On Friday, a court ruled that Smartmatic could submit a filing with fewer redactions in the interest of public transparency. On Monday, the company did exactly that, revealing new details in a 469-page filing related to its lawsuit against Fox Corp.

First, according to the document, new details include claims by media mogul Rupert Murdoch, the founder of Fox's parent company, News Corp. In a March 27, 2024, court hearing, Murdoch stated that he didn't know how to send text messages during the 2020 election.

The direct quote is that Murdoch said he “didn’t know how to text at the time and he was later taught to do so by someone." The problem, Smartmatic's filing shows, is that there are text messages between Murdoch and other Fox employees, including host Sean Hannity and Fox CEO Suzanne Scott.

Murdoch was in a group text with Scott, Hannity, and his son, Lachlan Murdoch. The younger turned over the text messages on his phone that included the group text, though his father, Scott and Hannity did not have those messages on their phones.

Murdoch isn't the only one; top Fox officials ignored legal requirements to preserve documents, even when asked to do so.

“[Lauren Petterson] testified that Fox’s legal department instructed her to change the autodelete setting [on her phone] to 30 days," the filing says. She was asked by lawyers, "You did not take steps to maintain certain messages on your phone from November and December of 2020 to preserve that evidence for litigation related to the cases filed by Dominion and Smartmatic, correct?"

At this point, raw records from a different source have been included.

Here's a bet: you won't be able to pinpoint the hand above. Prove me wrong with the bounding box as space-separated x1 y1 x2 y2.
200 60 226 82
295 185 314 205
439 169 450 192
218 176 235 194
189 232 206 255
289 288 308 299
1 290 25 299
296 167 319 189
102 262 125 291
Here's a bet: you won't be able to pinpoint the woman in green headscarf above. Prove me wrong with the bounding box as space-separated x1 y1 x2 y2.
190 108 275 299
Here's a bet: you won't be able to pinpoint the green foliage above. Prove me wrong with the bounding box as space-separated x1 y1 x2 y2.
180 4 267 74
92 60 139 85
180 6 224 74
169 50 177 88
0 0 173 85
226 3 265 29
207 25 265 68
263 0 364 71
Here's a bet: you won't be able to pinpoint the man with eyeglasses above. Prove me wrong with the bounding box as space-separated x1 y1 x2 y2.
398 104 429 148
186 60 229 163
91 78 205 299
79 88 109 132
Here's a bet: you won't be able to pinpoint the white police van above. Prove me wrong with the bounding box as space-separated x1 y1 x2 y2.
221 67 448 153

Petterson said, "I did not take steps. I got a phone call from our legal department at some point, I couldn’t tell you exactly when, but they called to ask me what my phone settings were on for my text messages. I didn’t know there were settings for text messages. They had to walk me through it and pull up my settings and show me that there’s a part in the phone where it says text messages can delete in 30 days, I think 60, and then never. And they asked me what is mine on and it said never. And they said can you please move it to 30 days, which I did exactly that.”

Another detail is that Tom Lowell, Fox's vice president and managing editor of news, told the court that he lost his phone in the ocean with all his text messages on it. When he was asked about the circumstances, Lowell said he "doesn’t recall the specifics” of how he “accidentally dropped his phone into the ocean.”

Marketing director John Fawcett said that he returned his phone, and before doing so, he “conducted a ‘factory reset’ on his Fox-issued phone."

Perhaps the most egregious example came from Hannity.

The long-time Fox host testified that he has a “routine practice of deleting [his] texts every day.”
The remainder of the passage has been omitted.